The Aurora supercomputer at the Argonne National Laboratory, powered by Intel’s Xeon Max series of processors, is the new AI king with the ability to reach 10.6 AI exaflops of compute. On top of taking the AI crown, it also managed to break the exascale barrier, hitting 1.012 exaflops for scientific applications. The Aurora Supercomputer helps with researcher in using AI, many life sciences initiatives, including mapping the human brain, particle physics, and novel drug design.

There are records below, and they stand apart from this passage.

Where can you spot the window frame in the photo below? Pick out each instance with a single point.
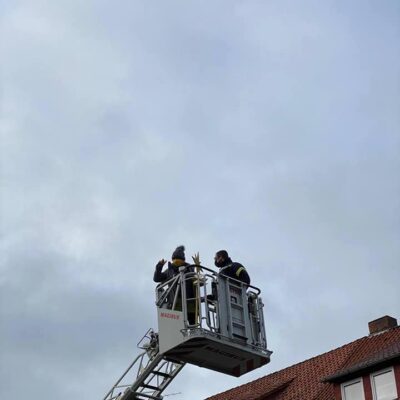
(352, 382)
(380, 372)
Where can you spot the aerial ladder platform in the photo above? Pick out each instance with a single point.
(205, 319)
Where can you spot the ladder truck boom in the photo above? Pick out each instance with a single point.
(220, 328)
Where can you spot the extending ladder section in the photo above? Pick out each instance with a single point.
(150, 372)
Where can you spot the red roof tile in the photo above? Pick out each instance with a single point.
(305, 380)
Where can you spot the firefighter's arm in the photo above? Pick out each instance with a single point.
(160, 276)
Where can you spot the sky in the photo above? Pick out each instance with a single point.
(267, 128)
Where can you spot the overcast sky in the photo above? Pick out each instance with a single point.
(268, 128)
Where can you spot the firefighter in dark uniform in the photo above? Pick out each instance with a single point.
(229, 268)
(178, 260)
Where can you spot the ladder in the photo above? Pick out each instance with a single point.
(151, 371)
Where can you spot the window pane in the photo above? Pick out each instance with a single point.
(385, 387)
(354, 391)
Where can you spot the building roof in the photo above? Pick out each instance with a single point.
(313, 379)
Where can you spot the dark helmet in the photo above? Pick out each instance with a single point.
(221, 258)
(179, 253)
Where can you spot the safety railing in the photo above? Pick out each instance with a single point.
(215, 303)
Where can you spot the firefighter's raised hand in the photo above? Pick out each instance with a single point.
(196, 258)
(162, 262)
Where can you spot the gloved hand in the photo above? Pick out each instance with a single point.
(196, 258)
(161, 263)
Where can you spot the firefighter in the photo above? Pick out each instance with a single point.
(177, 261)
(229, 268)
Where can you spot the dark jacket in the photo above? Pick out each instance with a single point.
(236, 271)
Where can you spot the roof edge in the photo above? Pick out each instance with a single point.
(359, 368)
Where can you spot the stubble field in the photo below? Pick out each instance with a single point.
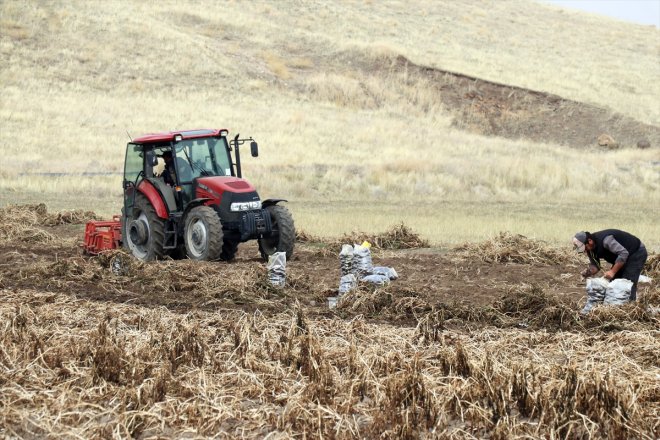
(480, 340)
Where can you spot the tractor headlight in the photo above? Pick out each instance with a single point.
(245, 206)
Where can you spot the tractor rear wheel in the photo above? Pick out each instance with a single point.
(203, 234)
(144, 231)
(283, 237)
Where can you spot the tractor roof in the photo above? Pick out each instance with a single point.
(152, 138)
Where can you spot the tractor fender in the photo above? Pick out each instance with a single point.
(151, 193)
(194, 203)
(269, 202)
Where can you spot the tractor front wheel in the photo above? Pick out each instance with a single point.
(203, 234)
(143, 231)
(283, 237)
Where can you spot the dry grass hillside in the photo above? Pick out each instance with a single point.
(493, 106)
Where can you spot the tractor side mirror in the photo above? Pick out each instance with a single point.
(152, 160)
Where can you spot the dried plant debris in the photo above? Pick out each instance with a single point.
(90, 369)
(399, 236)
(515, 248)
(108, 346)
(24, 223)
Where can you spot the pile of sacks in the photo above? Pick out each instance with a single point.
(356, 265)
(602, 291)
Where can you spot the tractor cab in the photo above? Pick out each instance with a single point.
(184, 195)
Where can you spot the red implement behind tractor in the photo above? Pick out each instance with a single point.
(184, 196)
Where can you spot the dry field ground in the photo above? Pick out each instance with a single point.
(425, 127)
(480, 341)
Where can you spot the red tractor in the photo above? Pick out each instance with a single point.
(184, 195)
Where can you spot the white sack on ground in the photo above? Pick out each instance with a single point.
(347, 283)
(596, 288)
(387, 271)
(277, 269)
(618, 292)
(346, 259)
(644, 279)
(362, 264)
(377, 279)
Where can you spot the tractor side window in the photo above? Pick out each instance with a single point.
(134, 163)
(219, 151)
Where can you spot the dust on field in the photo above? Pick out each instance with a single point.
(482, 340)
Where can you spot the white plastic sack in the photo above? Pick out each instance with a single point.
(277, 269)
(644, 279)
(346, 259)
(618, 292)
(596, 288)
(347, 283)
(379, 280)
(389, 272)
(362, 264)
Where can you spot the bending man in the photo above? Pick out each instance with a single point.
(625, 252)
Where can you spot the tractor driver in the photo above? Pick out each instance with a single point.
(169, 175)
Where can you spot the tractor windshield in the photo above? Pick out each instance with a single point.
(201, 158)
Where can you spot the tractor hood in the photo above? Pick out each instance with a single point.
(215, 187)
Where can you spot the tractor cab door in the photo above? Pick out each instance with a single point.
(133, 173)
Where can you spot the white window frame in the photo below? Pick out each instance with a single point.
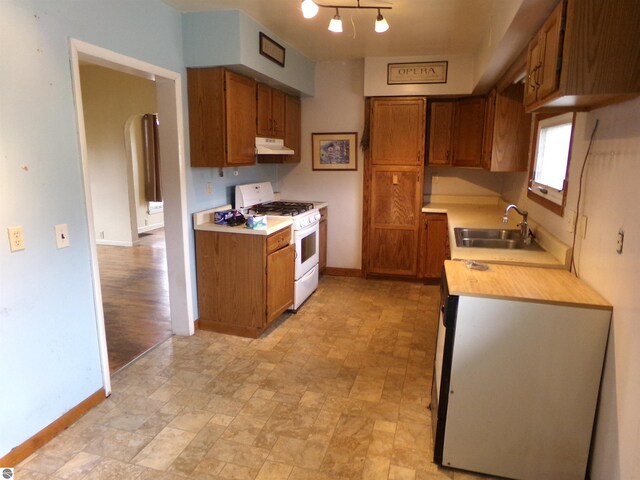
(552, 198)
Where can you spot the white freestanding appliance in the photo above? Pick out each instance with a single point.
(517, 371)
(258, 198)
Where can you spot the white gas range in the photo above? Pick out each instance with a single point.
(259, 199)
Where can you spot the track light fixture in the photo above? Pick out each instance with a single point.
(381, 24)
(310, 9)
(335, 25)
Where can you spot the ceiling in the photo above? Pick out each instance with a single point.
(417, 27)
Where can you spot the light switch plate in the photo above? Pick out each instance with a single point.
(62, 235)
(16, 238)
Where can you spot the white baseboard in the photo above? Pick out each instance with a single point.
(113, 243)
(148, 228)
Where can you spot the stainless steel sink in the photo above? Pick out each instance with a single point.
(492, 238)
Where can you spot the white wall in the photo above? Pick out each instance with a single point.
(110, 98)
(609, 201)
(338, 106)
(461, 181)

There’s some serious hardware powering Aurora. The machine is comprised of 10,624 compute blades housing 63.744 Intel Data Center GPU Max Series chips spread across 166 racks. According to Intel this makes Aurora one of the biggest GPU clusters anywhere in the world. Moreover, the platform is also built on “the largest open, Ethernet-based supercomputing interconnect on a single system of 84,992 HPE slingshot fabric endpoints.”
All this hardware helps Aurora chart on several other leaderboards. Unfortunately, it still only manages to come in second place in the high-performance LINPACK benchmark. This is where AMD still holds the top spot. However, Intel claims that Aurora is only using 87% of the system at the time of submission, so it appears as if there’s room to improve its standing if Intel can unlock more of the available performance.
What might be of concern for Intel is the amount of power required to run Aurora, with the system consuming some 38,698 kW. Meanwhile, the Frontier supercomputer that runs on AMD is only hitting 22,786 kW and still outperforming Aurora. For a system to be using that much more power than a competitor and still coming up short is less than ideal.
Intel is right to be proud of the company’s AI performance but, the system has room for refinement when it comes to efficiency. Hopefully Intel can get a handle on this side of things with its next generation of CPU and GPU products for HPC.